A women’s rights NGO says Kosovo courts are sending the wrong message to women and society by routinely reducing life sentences for men found guilty of murdering their wives.

Kosovo Courts Too Lenient in Femicide Sentences, NGO Warns

Bajram Velija, in court for murdering his wife, October 1, 2021. Photo: BIRN

A Kosovo women’s rights NGO has said that judicial institutions are not treating femicide with due seriousness but are instead often reducing jail sentences from life imprisonment to tens of years.

The latest case concerning the NGO happened on Thursday, when the Court of Appeals reduced a 2021 verdict convicting Bajram Velija to life for murdering his wife to 25 years, citing mitigating factors.

“The reduction of these penalties is ridiculous and our institutions are only showing how they do not treat violence and murder of women seriously,” Besarta Breznica, from Kosovo Women Network, KWN, the largest women’s rights NGO in Kosovo, told BIRN.

“These punishments only encourage violators to commit such crimes and discourage domestic violence victims from reporting violence to the relevant institutions,” she said.

The Court of Appeals defended its decision, saying life imprisonment had been too harsh and did not take account of mitigating circumstances.

According to the indictment, Velija’s wife died on the spot when, after a quarrel, he shot at her 15 times on August 6, 2019, only meters from their house in Prizren.

He then waited for the police and informed his family members, as well as hers, which the Appeals Court considered mitigating circumstances.

The Court also considered as mitigating circumstances the fact that he was “a father of three children, of relatively old age, that he regretted it, sought an apology from the deceased’s daughters and simultaneously sought a public apology in court … and has not been previously convicted of a criminal offence”.

Aggravated murder in Kosovo is punishable by a minimun of 10 years and a maximum of life imprisonment.

Velija’s case is not the first where a higher court has overturned a Basic Court verdict of life imprisonment.

In September 2020, the Basic Court of Gjakova/Djakovica sentenced Pjeter Ndrecaj to 24 years and six months in prison for murdering his wife and daughter.

It was the second ruling by this court, which in 2018 issued a similar verdict of 24 years. The Court of Appeals sentenced Ndrecaj to life imprisonment, but the Supreme Court then ordered a retrial.

Another case of femicide which has dismayed rights activists is the case of Donjeta Pajazitaj, shot dead with two bullets to the head by Naser Pajazitaj.

In March 2018, the Peja/Pec Basic Court released Pajazitaj due to lack of evidence, but after the prosecution complained, the Court of Appeals sent the case to retrial.

The Peja/Pec Basic Court then sentenced him to life imprisonment in March 2019. The Court of Appeals confirmed the verdict in July 2019.

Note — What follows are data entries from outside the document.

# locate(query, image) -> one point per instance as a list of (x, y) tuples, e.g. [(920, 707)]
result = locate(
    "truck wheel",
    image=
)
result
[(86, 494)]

But in November 2019, the Supreme Court annulled the verdict and the Peja/Pec Basic Court then had decided not to continue the case, which was transferred to the Ferizaj/Urosevac Basic Court.

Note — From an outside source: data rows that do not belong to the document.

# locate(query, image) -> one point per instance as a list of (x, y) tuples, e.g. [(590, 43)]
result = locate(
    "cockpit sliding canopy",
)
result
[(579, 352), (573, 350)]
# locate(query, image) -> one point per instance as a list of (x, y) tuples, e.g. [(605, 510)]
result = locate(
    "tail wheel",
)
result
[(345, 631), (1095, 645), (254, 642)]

On May 27, 2021, the Ferizaj/Urosevac Court sentenced Pajazitaj to life, only for the Court of Appeals to overturn this decision in November 2021. The case is still in court.

Breznica, from KWN, told BIRN: “Kosovo institutions should act in accordance with the legal framework and not collaborate and empower violators”.

“We hope the decision to reduce the sentence [of Bajram Velija] is overturned in the retrial and that the court upholds the previous sentence, which was life imprisonment. The reductions of sentences should alarm us,” she added.